Protest calling to remove Fort Snelling in Minnesota. Photo by Fibonacci Blue, Flickr CC

Originally posted October 9, 2018.

In recent months, a homeless encampment of over 300 people — most of whom are American Indian — has formed along a highway noise wall in Minneapolis. The encampment has been self-proclaimed the “Wall of Forgotten Natives” by residents and Indigenous activists who point out that much of Minneapolis is built on stolen Dakota land. Social and health service providers have mobilized around the encampment, and city officials have worked with community leaders to begin a relocation of people at the encampment to more stable housing on Red Lake Nation land. The wider context for the establishment of the camp, American Indian solidarity and resistance to disbanding the camp, as well as the government’s response, all highlight the process of settler colonialism.

In the United States, settler colonialism is defined as the control of land and its resources by white settlers who seek political power/control in a new space (i.e. like “regular” colonialism) through both displacement and violence against Indigenous persons in order to eventually replace the Native population (i.e. unlike “regular” colonialism).
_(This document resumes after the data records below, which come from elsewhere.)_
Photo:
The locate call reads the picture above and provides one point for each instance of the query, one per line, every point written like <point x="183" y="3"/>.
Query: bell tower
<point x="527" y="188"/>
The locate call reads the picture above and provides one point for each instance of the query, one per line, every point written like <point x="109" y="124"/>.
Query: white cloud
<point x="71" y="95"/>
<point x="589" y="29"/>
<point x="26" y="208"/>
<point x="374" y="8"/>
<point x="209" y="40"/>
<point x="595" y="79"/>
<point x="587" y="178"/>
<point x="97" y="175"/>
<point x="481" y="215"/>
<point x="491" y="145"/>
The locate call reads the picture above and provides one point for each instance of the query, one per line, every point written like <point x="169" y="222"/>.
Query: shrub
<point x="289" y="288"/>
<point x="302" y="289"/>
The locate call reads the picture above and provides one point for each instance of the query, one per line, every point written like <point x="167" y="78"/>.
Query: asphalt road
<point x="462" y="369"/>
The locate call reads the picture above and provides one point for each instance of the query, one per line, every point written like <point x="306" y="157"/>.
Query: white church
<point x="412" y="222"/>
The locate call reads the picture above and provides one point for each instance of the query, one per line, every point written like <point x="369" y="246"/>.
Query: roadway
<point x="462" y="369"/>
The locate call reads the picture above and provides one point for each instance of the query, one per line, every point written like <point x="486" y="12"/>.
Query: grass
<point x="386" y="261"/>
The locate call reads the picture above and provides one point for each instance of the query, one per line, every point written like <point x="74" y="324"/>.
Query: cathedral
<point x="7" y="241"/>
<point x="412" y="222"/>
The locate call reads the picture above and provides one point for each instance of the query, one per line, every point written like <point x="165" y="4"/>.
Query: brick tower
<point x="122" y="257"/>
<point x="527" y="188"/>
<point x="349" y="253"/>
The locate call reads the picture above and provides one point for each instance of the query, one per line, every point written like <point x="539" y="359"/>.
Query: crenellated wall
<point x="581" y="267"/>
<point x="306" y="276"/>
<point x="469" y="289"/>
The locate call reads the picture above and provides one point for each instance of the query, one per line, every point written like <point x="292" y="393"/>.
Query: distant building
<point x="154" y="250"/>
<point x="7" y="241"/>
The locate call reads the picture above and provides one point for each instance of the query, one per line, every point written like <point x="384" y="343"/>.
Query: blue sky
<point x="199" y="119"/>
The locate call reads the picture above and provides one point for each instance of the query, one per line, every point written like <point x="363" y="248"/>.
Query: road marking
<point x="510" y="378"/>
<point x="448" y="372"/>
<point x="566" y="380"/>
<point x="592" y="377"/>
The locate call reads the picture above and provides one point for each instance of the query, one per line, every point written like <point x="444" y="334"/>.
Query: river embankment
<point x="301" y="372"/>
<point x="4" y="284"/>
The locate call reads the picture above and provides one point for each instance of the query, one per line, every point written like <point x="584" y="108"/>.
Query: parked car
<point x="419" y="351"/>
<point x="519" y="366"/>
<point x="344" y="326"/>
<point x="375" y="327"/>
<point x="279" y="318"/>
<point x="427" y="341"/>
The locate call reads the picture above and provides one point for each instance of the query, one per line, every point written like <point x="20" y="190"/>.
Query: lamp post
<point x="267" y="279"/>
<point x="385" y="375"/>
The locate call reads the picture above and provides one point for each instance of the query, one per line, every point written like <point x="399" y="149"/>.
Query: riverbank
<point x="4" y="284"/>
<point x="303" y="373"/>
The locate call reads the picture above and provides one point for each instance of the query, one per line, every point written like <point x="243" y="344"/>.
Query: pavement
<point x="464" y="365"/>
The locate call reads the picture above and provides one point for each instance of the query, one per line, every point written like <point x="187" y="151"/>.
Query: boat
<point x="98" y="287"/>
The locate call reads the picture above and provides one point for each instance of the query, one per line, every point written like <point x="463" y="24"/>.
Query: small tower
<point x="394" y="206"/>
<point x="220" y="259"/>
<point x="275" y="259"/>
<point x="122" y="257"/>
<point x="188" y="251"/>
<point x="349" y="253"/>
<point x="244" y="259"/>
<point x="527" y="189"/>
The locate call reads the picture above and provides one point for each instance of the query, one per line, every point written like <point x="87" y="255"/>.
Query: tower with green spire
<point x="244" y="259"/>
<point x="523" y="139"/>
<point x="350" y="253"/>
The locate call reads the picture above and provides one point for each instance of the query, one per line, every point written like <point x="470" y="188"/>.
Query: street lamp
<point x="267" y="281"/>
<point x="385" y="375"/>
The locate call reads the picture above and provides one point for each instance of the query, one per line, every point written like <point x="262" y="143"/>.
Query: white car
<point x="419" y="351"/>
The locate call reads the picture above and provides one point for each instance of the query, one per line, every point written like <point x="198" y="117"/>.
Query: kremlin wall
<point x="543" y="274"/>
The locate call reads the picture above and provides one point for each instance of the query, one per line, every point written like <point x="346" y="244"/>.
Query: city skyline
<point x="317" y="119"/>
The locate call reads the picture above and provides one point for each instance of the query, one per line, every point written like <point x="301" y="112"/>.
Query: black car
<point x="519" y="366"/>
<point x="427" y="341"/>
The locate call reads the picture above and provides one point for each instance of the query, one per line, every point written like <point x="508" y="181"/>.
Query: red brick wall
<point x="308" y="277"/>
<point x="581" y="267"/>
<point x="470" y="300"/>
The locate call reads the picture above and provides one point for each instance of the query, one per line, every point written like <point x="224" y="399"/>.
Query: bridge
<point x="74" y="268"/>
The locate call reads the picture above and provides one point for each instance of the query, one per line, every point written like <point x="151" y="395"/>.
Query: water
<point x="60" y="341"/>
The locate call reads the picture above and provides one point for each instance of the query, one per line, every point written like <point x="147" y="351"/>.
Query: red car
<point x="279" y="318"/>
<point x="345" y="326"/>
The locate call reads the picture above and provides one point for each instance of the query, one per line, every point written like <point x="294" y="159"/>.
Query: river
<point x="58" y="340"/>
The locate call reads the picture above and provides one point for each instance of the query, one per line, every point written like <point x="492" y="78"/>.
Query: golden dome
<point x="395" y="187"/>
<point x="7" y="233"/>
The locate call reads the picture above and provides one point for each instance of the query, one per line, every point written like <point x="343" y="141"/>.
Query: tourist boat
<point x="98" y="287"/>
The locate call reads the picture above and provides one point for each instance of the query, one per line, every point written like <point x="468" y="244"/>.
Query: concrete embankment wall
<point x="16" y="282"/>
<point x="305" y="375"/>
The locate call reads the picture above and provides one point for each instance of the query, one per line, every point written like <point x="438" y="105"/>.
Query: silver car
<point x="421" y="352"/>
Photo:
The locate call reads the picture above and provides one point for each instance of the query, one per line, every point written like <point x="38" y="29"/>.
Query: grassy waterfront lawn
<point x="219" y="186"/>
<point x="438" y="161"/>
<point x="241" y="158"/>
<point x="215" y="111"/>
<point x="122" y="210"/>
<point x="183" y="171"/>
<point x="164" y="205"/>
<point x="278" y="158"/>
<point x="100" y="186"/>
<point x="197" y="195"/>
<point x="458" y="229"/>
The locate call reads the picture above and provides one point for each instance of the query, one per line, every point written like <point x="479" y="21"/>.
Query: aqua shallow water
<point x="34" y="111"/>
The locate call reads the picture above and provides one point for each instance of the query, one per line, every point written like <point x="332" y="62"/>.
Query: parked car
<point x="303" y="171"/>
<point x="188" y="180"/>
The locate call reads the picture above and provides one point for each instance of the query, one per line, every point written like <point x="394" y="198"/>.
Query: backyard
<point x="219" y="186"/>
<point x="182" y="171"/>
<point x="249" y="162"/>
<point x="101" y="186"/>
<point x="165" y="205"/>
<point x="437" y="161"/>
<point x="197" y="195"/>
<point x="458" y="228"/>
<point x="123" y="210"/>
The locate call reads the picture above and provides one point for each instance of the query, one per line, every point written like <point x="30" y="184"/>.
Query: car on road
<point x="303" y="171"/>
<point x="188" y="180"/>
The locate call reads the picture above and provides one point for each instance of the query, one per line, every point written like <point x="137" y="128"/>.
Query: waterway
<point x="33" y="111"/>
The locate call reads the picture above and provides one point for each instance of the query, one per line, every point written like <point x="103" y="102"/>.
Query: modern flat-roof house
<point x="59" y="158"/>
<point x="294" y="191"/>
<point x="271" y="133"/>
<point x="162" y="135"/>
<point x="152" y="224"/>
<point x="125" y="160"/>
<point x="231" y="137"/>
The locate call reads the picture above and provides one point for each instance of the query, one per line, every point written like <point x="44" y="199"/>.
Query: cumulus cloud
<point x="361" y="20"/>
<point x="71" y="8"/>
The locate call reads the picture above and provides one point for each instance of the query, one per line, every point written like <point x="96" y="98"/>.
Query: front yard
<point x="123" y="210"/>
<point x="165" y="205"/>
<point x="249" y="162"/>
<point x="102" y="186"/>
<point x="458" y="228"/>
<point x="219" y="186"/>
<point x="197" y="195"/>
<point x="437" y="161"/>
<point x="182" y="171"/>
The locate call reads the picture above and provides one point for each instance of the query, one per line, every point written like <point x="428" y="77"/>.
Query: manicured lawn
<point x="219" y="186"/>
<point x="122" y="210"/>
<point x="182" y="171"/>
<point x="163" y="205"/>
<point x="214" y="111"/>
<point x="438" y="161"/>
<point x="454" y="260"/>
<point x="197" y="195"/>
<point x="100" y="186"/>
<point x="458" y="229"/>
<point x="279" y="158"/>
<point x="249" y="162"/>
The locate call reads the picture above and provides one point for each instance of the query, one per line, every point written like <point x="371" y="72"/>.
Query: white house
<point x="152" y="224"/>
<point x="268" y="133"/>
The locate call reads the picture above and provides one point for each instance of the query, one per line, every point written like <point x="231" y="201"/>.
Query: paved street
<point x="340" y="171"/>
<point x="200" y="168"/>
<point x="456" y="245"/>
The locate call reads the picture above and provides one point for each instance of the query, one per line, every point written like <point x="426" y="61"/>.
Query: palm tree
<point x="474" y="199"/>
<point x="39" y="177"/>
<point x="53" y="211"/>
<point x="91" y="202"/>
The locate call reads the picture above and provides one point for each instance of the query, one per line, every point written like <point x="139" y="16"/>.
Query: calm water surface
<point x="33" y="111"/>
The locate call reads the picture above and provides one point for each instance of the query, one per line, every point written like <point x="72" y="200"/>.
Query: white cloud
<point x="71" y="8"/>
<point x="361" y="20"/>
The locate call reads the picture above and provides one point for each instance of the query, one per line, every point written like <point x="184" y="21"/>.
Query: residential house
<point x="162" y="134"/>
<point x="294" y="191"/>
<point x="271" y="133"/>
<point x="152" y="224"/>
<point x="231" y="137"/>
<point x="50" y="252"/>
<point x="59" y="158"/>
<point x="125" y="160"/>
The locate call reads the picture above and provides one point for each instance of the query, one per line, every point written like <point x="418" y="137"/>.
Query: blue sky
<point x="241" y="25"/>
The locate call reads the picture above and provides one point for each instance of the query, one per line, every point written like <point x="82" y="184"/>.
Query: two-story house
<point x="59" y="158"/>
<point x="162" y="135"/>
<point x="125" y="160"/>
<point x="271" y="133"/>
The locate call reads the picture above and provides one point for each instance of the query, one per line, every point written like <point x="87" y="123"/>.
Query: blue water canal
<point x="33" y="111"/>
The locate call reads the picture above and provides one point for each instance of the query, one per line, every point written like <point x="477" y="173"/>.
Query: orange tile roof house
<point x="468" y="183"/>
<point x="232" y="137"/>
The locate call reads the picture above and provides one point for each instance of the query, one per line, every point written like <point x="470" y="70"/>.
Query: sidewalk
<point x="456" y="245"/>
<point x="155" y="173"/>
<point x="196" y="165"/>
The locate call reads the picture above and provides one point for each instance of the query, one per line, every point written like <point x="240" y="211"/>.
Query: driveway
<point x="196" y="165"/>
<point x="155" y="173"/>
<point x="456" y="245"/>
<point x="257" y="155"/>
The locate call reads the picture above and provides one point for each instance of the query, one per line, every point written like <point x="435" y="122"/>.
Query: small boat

Until recently, studies of Indigenous people have largely been absent from sociological research and some have referred to this as sociology’s “complicity in the elimination of the native.” Scholars have begun to incorporate settler colonialism into research on the domination and dispossession of various racial and ethnic groups.
In Minnesota, American Indians face the consequences of settler colonialism everyday: generational trauma from historical violence and boarding schools while at the same time, confronting a host of contemporary inequities in health, exposure to violence and the foster care system between Natives and non-Natives. At the national level, the U.S. government’s urban relocation programs during the 1950s serve as further examples of settler colonial logic and contemporary homelessness among Minnesota’s urban Natives today and their political response. While these policies encouraged Natives to move from what were economically deprived reservations to what was promised as training and employment in urban areas, they faced intense discrimination. By 1969, unemployment among urban Natives was nearly ten times the national average and Native incomes were less than half of the national poverty level.
After the U.S. government failed to assimilate Native people through relocation in the 1950s, their attempt to end the legal status of what it meant to be a “federally recognized tribe” led to American Indian resistance across the United States and into the social movement fold of the 1960s and 1970s. Founded in 1968, the American Indian Movement was started in Minneapolis, and Minnesota is a historically important site of resistance to settler colonialism among Native peoples. American Indians continue to resist settler colonial practices and beliefs today. One example of this includes Indigenous protests against federally recognized holidays like Columbus Day and Thanksgiving, which are embedded in settler colonial stories of the past that “whitewash” events and stereotype Indigenous people. Other acts of resistance include ceremonies acknowledging genocide and other violent acts by the U.S. government. Just last spring, Dakota activists illustrated such resistance to the Walker Art Center’s decision to host a piece of a “scaffold” similar to that of 38 Dakota men who were hanged following the U.S.-Dakota War of 1862.

The “Wall of Forgotten Natives” highlights both the settler colonial practices that make such a homeless encampment possible but also demonstrate how American Indians have continually resisted settler colonial ideas and actions.


The authors respectfully acknowledge that the University of Minnesota stands on Dakota and Ojibwe peoples’ traditional lands.